Many retired army veterans had been given land in various new Roman colonies (cities) in Britain. They decided to seize the farms and houses of the British people. This is a remarkable admission from a Roman historian, and Tacitus places the blame for this uprising fully upon the veterans and Roman soldiers.

The uprising virtually destroyed Rome’s Ninth Legion, along with Roman colonies and one of their prominent temples “erected to the Divine Claudius.” Tacitus tells us,

“About seventy thousand citizens and allies, it appeared, fell in the places which I have mentioned. About 40,000 of them were from London alone” (Londinium).

Meanwhile, Queen Boadicea went from tribe to tribe, inciting the people to join in the revolt. Tacitus gives an example of her speech:

“But now, it is not as a woman descended from noble ancestry, but as one of the people that I am avenging lost freedom, my scourged body, the outraged chastity of my daughters. Roman lust has gone so far that not our very persons, nor even age or virginity, are left unpolluted. But heaven is on the side of a righteous vengeance, a legion which dared to fight has perished; the rest are hiding themselves in their camp, or are thinking anxiously of flight.”

Isabel Hill Elder's book, Celt, Druid, and Culdee, p. 41, quotes Dion Cassius, who gives us more of the Queen’s appeal:

“. . . I implore your aid for freedom, for victory over enemies infamous for the wantonness of the wrongs they inflict, for their perversion of justice, for their insatiable greed; a people that revel in unmanly pleasures, whose affections are more to be dreaded and abhorred than their enmity. Never let a foreigner bear rule over me or over my countrymen; never let slavery reign in this island.”

She immediately found herself leading a huge army of outraged Britons, and Rome lost battle after battle. Suetonius mentions the Boadicean War, speaking of “a disaster in Britain, where two important towns were sacked” (Nero, XXXIX). Later, he says,

“Inclining rather to this last hope, after losing Armenia and Britain and recovering both . . . .” (Nero, XI).

This tells us that Rome had actually “lost” Britain for a while in the Boadicean War and underscores the seriousness of that situation.

In the end, however, the British forces were defeated, and Boadicea appears to have been poisoned in Flintshire (according to Tacitus). The war then continued on a smaller scale, led by Arviragus, Venusius, and Gwallog.
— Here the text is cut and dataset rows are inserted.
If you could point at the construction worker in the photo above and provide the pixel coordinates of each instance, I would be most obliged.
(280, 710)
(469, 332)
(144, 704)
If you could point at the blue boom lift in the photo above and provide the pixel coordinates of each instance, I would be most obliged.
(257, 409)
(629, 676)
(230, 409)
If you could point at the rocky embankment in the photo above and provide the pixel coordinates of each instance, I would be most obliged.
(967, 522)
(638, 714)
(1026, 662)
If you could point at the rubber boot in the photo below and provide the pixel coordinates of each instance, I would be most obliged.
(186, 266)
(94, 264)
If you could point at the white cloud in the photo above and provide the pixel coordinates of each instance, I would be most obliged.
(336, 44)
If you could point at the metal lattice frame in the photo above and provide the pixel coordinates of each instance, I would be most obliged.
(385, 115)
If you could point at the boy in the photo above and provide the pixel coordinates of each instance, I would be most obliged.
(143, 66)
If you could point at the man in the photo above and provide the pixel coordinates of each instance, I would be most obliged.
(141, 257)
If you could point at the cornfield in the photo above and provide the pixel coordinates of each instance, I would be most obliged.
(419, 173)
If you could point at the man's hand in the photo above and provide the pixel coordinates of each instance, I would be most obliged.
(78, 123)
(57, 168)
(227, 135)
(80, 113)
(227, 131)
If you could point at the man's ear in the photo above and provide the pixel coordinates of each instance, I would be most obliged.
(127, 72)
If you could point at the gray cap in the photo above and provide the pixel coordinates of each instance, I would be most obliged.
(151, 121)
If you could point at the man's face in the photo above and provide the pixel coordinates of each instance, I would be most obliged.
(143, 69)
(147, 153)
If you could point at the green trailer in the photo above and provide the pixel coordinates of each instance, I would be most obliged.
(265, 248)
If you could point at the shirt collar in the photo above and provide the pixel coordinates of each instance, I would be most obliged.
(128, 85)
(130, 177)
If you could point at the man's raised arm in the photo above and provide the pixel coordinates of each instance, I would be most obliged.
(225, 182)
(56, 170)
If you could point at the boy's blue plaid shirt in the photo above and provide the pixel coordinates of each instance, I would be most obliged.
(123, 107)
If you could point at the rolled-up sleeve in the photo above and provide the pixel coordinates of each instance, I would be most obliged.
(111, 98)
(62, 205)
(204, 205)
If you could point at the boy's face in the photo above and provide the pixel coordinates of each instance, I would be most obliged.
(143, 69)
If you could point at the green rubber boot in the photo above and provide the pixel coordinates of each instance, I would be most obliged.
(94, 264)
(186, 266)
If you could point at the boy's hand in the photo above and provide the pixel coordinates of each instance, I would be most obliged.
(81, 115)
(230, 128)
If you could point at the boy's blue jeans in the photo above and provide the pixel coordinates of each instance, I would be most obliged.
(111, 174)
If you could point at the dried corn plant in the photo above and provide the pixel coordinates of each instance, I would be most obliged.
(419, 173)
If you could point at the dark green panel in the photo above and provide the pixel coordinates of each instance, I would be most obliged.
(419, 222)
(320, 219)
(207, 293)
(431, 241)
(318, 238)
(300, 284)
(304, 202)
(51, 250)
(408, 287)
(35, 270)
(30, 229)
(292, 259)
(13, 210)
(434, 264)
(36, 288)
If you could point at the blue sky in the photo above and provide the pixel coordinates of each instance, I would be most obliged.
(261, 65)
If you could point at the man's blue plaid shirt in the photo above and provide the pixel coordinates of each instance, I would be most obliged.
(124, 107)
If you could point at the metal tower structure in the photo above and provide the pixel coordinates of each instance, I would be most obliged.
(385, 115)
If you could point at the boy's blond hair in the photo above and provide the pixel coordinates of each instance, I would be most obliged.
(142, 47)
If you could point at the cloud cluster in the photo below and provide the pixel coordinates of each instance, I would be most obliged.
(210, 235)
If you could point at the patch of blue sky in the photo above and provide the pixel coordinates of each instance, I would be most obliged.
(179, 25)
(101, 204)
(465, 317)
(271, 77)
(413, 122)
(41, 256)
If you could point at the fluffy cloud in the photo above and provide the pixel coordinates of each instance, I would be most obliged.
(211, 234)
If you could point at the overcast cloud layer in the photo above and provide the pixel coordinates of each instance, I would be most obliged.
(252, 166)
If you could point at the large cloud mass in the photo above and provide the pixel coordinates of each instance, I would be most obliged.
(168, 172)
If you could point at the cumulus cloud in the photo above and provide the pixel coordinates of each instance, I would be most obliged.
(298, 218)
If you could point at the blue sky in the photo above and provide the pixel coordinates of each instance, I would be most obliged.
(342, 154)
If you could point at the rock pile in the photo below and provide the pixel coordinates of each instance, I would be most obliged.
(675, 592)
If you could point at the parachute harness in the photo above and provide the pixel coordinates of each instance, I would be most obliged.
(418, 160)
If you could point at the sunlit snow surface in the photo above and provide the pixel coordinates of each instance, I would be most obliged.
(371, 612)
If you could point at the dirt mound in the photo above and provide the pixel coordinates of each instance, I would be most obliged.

Arviragus had been continuing the resistance ever since his cousin Caradoc had been captured and brought to Rome in 52 A.D. Even after Caradoc returned to Britain just before the outbreak of this latest war, he did not take up arms against Rome, but left this to his cousin, Arviragus.

After the dust had settled, Suetonius Paulinus resigned his post in 61 A.D. and was replaced by Petronius Turpilianus.

Meanwhile, far to the east, Paul was appealing to Rome to avoid being sent to Jerusalem for judgment. The ship left in September or October of 60 A.D. shortly after the Day of Atonement. And so Paul had been detained in Caesarea while the Boadicean War raged in Britain.